- Directed by: George Archainbaud Tommy Atkins (assistant)
- Written by: Louis Weitzenkorn
- Screenplay by: Louis Stevens Eddie Welch
- Produced by: William LeBaron
- Starring: Ricardo Cortez Mary Astor John Halliday
- Cinematography: Nicholas Musuraca
- Edited by: Archie Marshek
- Music by: Max Steiner
- Production company: RKO Radio Pictures
- Distributed by: RKO Radio Pictures
- Release date: December 1931 (New York);
- Running time: 67 minutes
- Country: United States
- Language: English

= Men of Chance =

1931 film

Men of Chance is a 1931 American pre-Code drama film directed by George Archainbaud, starring Ricardo Cortez, Mary Astor, and John Halliday.

==Plot==
A destitute Marthe Preston is in dire straits in Paris until gambler Richard Dorval comes to her aid. In gratitude, she agrees to a scheme of Dorval's to seduce and wed his rival, "Diamond Johnny" Silk, then help ruin Johnny's horse-racing business interests.
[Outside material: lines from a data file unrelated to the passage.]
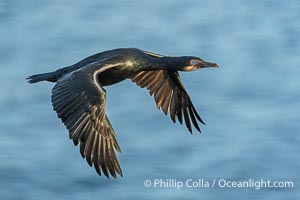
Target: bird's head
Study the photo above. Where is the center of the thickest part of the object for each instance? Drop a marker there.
(191, 63)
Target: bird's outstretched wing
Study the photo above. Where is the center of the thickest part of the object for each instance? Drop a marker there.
(170, 95)
(79, 101)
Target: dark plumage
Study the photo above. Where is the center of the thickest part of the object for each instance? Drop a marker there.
(78, 97)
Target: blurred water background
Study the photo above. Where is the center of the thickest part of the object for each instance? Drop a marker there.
(250, 104)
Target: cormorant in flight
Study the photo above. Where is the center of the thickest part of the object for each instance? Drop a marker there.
(78, 97)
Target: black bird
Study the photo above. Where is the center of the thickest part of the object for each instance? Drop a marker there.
(78, 97)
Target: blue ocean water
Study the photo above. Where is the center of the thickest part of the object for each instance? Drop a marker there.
(250, 104)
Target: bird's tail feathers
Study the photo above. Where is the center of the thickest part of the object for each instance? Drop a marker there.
(50, 76)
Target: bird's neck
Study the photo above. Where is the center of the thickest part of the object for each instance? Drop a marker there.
(165, 63)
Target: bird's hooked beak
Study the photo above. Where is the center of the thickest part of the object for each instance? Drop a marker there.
(205, 64)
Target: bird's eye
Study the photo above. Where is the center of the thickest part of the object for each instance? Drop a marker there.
(194, 62)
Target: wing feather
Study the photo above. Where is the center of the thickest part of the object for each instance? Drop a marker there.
(169, 94)
(79, 100)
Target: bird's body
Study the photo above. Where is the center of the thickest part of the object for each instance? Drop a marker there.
(79, 97)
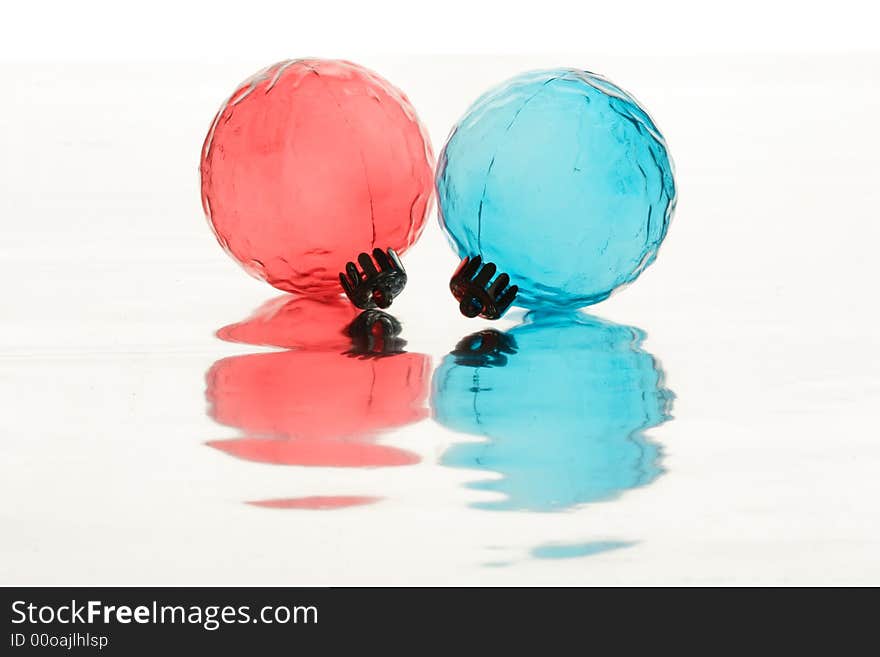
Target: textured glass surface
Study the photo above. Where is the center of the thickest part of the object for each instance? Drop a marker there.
(309, 163)
(563, 405)
(562, 180)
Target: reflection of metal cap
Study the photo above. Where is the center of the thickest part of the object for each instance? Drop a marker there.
(379, 283)
(488, 348)
(476, 296)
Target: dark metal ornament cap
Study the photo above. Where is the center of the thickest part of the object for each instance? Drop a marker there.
(380, 279)
(471, 285)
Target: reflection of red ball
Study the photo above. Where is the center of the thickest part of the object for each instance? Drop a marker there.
(309, 163)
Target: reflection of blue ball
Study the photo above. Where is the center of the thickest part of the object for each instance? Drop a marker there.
(563, 401)
(562, 180)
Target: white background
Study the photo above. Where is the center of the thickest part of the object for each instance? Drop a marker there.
(761, 306)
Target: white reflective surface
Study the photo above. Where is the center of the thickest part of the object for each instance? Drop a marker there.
(761, 308)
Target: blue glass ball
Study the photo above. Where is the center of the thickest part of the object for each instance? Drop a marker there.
(562, 180)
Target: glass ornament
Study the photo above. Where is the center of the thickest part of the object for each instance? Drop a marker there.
(310, 162)
(563, 181)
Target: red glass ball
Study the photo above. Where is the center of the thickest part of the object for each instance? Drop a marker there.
(309, 163)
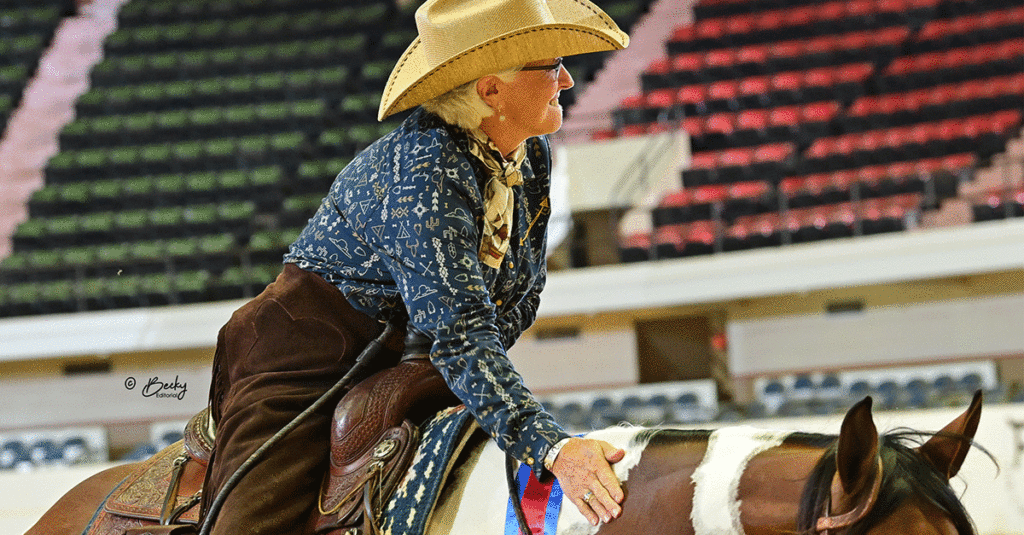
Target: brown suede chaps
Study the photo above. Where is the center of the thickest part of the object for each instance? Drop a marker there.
(274, 357)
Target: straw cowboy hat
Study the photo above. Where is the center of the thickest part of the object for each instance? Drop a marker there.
(462, 40)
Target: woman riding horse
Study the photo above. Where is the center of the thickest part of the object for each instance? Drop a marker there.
(439, 224)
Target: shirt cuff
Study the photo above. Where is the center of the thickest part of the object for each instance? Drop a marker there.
(549, 459)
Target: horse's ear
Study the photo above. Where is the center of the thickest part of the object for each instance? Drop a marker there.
(857, 453)
(947, 449)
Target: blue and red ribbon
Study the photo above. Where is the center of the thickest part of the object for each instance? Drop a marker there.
(541, 503)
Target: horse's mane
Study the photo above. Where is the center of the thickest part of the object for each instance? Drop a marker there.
(906, 475)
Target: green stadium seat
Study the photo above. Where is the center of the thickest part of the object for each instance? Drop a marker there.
(105, 190)
(31, 230)
(167, 216)
(174, 119)
(124, 155)
(79, 256)
(96, 222)
(131, 219)
(137, 187)
(45, 258)
(216, 244)
(193, 286)
(201, 214)
(271, 81)
(170, 184)
(181, 247)
(203, 182)
(146, 251)
(15, 261)
(117, 252)
(288, 141)
(91, 158)
(156, 288)
(61, 225)
(155, 153)
(237, 210)
(140, 122)
(206, 117)
(235, 179)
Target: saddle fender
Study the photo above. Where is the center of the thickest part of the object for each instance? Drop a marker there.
(373, 440)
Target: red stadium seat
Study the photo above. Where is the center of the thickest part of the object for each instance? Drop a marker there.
(693, 126)
(710, 29)
(788, 81)
(709, 194)
(736, 158)
(859, 7)
(819, 77)
(659, 66)
(720, 57)
(768, 21)
(752, 120)
(854, 73)
(701, 233)
(755, 85)
(830, 11)
(749, 190)
(786, 49)
(633, 101)
(740, 25)
(785, 116)
(686, 63)
(724, 90)
(772, 153)
(800, 15)
(705, 161)
(677, 198)
(660, 98)
(753, 54)
(721, 123)
(819, 112)
(691, 94)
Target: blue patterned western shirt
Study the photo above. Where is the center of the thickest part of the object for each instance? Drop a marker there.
(398, 234)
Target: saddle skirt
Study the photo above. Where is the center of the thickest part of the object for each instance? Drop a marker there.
(165, 489)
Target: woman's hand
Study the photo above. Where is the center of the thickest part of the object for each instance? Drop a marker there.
(584, 470)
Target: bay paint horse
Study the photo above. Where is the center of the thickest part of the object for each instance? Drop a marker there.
(736, 481)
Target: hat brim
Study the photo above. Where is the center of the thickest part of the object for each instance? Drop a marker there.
(413, 81)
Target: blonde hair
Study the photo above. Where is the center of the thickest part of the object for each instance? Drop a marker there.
(463, 107)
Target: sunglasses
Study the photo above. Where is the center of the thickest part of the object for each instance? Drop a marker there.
(554, 67)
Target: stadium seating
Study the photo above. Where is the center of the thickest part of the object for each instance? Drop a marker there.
(872, 117)
(209, 135)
Marthe's inside information enables Dorval and an accomplice, bookie Joe Farley, to bribe Johnny's jockeys to deliberately lose races or to help them influence the odds. Johnny learns the truth and demands she leave. Martha has fallen in love with her husband, however, so she pretends to go along with a plot to poison Johnny's horse, double-crossing Dorval and rejoicing in Johnny's triumph.

==Cast==
- Ricardo Cortez as Johnny Silk
- Mary Astor as Marthe Preston Silk
- John Halliday as Richard Dorval
- Ralph Ince as Joe Farley
- Kitty Kelly as Gertie Robbins
- James Donlan as Clark
- George Davis as The Frenchman

Uncredited:
- Herman Bing as Fritz Tannenbaum
- André Cheron as French Detective
- Jean De Briac as Hotel Manager
- Tom Herbert as One of Johnny's Bookies
- John Larkin as Black Horse Handler
- Tom McGuire as Race Track Bookie
- Frank Mills as Tony - One of Johnny's Bookies
==Critical reception==
Mordaunt Hall of the The New York Times wrote, "The acting of Mary Astor and Ricardo Cortez in the principal rôles is a triumph of mind over some pretty painful dialogue." Hall also commented that the racetrack scenes were well done and captured some of the excitement of the track.

The Film Daily gave the film a more positive review, and described it as "an unpretentious but thoroughly entertaining story", and wrote that Ricardo Cortez and Mary Astor "do some of their best work."